The module compiled and loaded OK, but it doesn't change the brightness on my S3XP  :Sad: 

----------

## bluedevils

I had the same problem (spicctrl -b 100) on my t140, but then I noticed the power button's led changed brightness?!?! great...Last edited by bluedevils on Mon Jul 11, 2005 2:02 pm; edited 1 time in total

----------

## bluedevils

sony_acpi took care of the lcd brightness problem for me.

----------

## panzerdampf

Sony_acpi works fine with my VGN-A397XP.

The fn-keys don't. But that's another fact.

----------

## knefas

It may help to read what is on the wiki for sony S4's. There's a patch by Erik Waling for the fn keys...it may works you too.  :Smile: 

----------

## panzerdampf

Just tested the mm2-patchset for 2.6.13. Erik's patch seems to be in there.

Now, the fn-keys work. But `showkey` reports scancode 148 for all p-keys.

While loading sonypi with verbose=1, I get 2 "unknown event"s. (see below)

And everytime, when I press 'mute' it reports: sonypi: unknown event port1=0x5f,port2=0x31

The module-output:

Sony Vaio Jogdial input method installed.

Sony Vaio Keys input method installed.

sonypi: unknown event port1=0xff,port2=0xff

sonypi: Sony Programmable I/O Controller Driverv1.26.

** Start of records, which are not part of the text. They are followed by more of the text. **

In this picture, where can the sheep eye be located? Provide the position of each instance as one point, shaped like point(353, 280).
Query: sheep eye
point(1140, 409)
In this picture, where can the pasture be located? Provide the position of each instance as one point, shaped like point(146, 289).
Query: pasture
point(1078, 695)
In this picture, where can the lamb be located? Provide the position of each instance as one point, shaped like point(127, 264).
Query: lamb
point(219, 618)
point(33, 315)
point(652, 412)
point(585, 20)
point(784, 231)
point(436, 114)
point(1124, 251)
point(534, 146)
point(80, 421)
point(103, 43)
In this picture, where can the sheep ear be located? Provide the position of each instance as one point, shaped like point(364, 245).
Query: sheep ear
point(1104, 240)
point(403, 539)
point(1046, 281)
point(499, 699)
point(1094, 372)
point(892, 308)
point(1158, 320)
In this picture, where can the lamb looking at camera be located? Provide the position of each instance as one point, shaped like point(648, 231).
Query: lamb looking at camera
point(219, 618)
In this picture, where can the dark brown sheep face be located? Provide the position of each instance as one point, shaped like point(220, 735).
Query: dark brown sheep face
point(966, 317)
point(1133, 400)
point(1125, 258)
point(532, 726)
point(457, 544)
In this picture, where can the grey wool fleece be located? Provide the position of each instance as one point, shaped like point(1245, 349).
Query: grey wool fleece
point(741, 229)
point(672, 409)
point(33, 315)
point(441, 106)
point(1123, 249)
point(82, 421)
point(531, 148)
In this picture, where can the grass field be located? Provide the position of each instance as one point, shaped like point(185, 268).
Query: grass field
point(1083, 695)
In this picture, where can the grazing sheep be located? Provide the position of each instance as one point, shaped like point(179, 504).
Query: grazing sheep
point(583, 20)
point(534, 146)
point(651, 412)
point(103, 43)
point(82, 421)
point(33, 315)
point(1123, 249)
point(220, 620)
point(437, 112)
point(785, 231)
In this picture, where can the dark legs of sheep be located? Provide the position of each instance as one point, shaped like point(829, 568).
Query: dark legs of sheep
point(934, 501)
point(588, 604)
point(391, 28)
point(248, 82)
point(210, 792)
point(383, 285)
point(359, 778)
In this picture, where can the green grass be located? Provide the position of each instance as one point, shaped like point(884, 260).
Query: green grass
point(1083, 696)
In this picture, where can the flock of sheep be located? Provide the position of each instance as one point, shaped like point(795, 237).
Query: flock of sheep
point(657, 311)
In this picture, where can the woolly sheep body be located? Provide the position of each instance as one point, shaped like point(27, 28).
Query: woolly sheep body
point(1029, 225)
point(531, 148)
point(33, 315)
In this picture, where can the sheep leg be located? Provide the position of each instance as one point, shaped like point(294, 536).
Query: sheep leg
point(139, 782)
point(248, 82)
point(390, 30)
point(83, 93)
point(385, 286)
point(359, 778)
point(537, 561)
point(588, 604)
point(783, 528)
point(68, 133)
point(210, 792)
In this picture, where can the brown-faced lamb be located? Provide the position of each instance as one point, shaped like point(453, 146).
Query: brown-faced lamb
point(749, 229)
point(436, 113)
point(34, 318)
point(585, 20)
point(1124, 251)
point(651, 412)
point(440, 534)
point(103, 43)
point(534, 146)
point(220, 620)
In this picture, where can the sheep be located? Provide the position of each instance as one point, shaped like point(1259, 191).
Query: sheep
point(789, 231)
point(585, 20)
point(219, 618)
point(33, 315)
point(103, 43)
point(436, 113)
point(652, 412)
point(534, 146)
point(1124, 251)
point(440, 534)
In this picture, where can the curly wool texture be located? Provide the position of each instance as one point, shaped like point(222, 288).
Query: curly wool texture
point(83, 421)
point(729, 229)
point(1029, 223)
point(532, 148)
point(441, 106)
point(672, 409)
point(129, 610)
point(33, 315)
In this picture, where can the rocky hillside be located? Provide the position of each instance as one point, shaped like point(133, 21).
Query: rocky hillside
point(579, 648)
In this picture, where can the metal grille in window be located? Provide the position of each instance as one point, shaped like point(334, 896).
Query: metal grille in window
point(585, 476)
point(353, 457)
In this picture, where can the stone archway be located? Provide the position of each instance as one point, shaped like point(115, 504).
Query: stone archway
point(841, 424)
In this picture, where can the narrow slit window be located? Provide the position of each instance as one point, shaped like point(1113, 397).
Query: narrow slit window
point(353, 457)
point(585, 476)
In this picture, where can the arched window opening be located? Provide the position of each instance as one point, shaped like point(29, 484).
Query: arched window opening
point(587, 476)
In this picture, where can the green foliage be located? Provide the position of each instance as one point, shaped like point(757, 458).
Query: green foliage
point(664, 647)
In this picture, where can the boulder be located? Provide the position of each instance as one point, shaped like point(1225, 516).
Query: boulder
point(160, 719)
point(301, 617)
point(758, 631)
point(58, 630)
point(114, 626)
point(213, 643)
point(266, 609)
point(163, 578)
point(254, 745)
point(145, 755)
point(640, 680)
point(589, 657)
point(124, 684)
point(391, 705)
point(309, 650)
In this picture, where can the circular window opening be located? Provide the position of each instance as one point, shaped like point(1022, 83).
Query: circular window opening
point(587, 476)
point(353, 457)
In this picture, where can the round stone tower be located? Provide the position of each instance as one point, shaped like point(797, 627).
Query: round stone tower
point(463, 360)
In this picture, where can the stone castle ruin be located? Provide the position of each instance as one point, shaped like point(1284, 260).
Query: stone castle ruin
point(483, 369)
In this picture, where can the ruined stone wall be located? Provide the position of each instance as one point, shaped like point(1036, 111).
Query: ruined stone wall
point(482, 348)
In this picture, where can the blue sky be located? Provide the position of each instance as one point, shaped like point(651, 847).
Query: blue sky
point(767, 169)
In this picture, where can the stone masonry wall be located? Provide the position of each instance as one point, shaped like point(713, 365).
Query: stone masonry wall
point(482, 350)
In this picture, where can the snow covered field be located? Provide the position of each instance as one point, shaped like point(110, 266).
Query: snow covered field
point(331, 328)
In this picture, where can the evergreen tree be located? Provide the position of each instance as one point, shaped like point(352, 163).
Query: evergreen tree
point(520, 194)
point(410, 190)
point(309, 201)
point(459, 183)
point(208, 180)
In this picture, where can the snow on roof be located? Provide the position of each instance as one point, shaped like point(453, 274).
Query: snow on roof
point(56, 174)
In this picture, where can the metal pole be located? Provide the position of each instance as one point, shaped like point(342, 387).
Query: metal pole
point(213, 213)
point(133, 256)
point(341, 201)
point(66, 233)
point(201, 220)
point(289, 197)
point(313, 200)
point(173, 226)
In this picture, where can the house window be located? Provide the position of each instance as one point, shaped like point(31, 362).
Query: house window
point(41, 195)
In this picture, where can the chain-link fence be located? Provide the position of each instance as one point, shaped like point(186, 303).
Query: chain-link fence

sonypi: detected type3 model, verbose = 1, fnkeyinit = off, camera = off, compat = off, mask = 0xffffffff, useinput = on, acpi = on

sonypi: enabled at irq=11, port1=0x1080, port2=0x1084

----------

## knefas

yes, that's normal. For me is the same, and also Erik didn't find how to get the p-keys events. They are just the same.  :Neutral: 

----------